HOSPITAL doctors are earning more than £2000 a day on top of their salaries by cramming in operations at weekends that attract lucrative triple-time payments.
Some consultants have been working the equivalent of a 14-hour day on Sundays in order to scoop the special premium rate.
Hospital employees working full-time on the living wage would have to work nearly seven weeks to earn £2000. Oppositions MSPs have called for reform of NHS contracts.
Under the 2004 consultants' contract, doctors do not have to perform non-emergency work at weekends, public holidays or after 8pm. However, they can choose to work outside their contracted hours by carrying out waiting list initiative (WLI) work.
The rate, paid at up to £150 an hour, is on top of a basic salary that can exceed £100,000.
Since January 2013, seven consultants at NHS Greater Glasgow and Clyde (NHSGGC) were paid more than £1500 for work carried out on a single Sunday. Four doctors earned more than £2000 for the same shift. One earned more than £50,000 for Sunday shifts alone between January last year and October 2014.
At NHS Tayside, 57 consultants earned more than £1500 for work on a single Sunday. For radiologists at the same board, 12 consultants earned more than £2000 for weekend work, which could be for a Saturday, Sunday, or both. One consultant earned more than £2000 17 times for weekend shifts.
A £1500 Sunday payment is the equivalent of a 10-hour day, while £2000 is closer to 14 hours.
Doctors can opt out of the European Working Time Directive, which stops employers requiring staff to work excessively long hours.
Scottish Conservative health spokesman Jackson Carlaw said: "If we really want the NHS to be a 24/7 operation, excessive payments like this have to stop. It can hardly be in the best interests of patients for a doctor to bust a gut on a Sunday, only to be worn out the rest of the week.
"This is why we need a comprehensive plan on how to make the NHS run all week, without having to hand out bribes to those already well remunerated."
Liberal Democrat MSP Jim Hume said: "Everyone wants patients to be treated quickly. Health boards should be planning their services to avoid using these super-expensive contracts. That way they can treat more patients for the same money they appear to be spending on Sunday services."
A spokesperson for NHSGGC said: "Tackling waiting times is a significant priority for the Scottish Government, and the NHS in Scotland, and is a key delivery measure.
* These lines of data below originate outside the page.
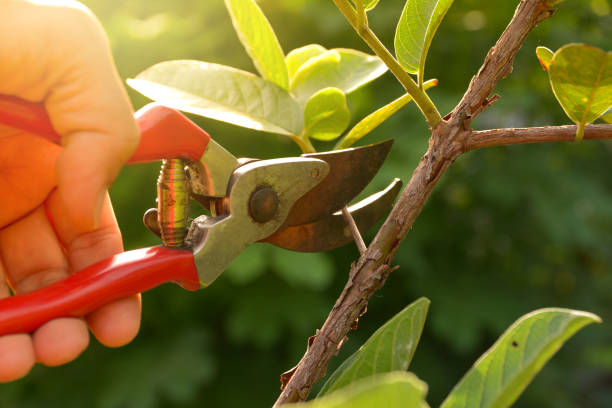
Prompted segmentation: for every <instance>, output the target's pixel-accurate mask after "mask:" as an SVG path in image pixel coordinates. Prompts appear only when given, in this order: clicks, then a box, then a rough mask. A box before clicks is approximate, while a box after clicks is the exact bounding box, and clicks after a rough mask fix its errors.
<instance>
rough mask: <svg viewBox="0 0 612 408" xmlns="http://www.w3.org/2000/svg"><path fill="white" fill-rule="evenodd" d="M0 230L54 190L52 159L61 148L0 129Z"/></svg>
mask: <svg viewBox="0 0 612 408" xmlns="http://www.w3.org/2000/svg"><path fill="white" fill-rule="evenodd" d="M0 143H1V144H2V148H0V191H5V192H10V194H4V195H3V197H2V211H0V227H2V226H4V225H7V224H9V223H10V222H12V221H13V220H16V219H18V218H20V217H22V216H24V215H25V214H26V213H27V212H29V211H31V210H32V208H35V207H37V206H39V205H40V204H41V203H42V202H43V201H44V200H45V198H46V197H47V195H48V194H49V192H50V191H51V190H52V189H53V188H55V184H56V179H55V172H54V166H55V159H56V157H57V155H58V154H59V151H60V150H61V147H59V146H55V145H53V144H52V143H50V142H48V141H46V140H43V139H41V138H39V137H36V136H33V135H30V134H27V133H24V132H20V131H16V130H14V129H8V128H6V127H2V126H0Z"/></svg>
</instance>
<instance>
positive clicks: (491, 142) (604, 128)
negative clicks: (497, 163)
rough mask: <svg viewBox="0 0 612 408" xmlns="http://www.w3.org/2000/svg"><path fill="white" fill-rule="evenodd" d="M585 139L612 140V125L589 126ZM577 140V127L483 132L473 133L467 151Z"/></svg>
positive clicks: (589, 139)
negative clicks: (485, 148) (537, 143)
mask: <svg viewBox="0 0 612 408" xmlns="http://www.w3.org/2000/svg"><path fill="white" fill-rule="evenodd" d="M584 138H585V139H587V140H602V139H612V125H588V126H587V127H585V130H584ZM575 139H576V126H575V125H572V126H544V127H532V128H508V129H491V130H481V131H477V132H473V133H472V135H471V136H470V138H469V139H468V142H467V144H466V148H467V149H466V150H475V149H480V148H483V147H492V146H505V145H512V144H525V143H540V142H573V141H574V140H575Z"/></svg>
Waiting list initiatives have been used to ensure that patients are treated within the targets and guarantees set over the past four years, latterly within 18 weeks of referral to treatment."
At NHS Tayside, a spokesperson said: "Payments made by NHS Tayside to consultants under the waiting times initiative are agreed as part of national contracts."
Dr Nikki Thompson, chair of the British Medical Association's Scottish consultants' committee, said: "Waiting list initiative payments were negotiated to enable boards to enlist consultants to provide additional services on an occasional basis, in order to reduce waiting lists. This work is only ever undertaken at the specific request of the employer, and the enhanced pay rate reflects the ad hoc nature of the work, and the inconvenience and disruption to family life that results."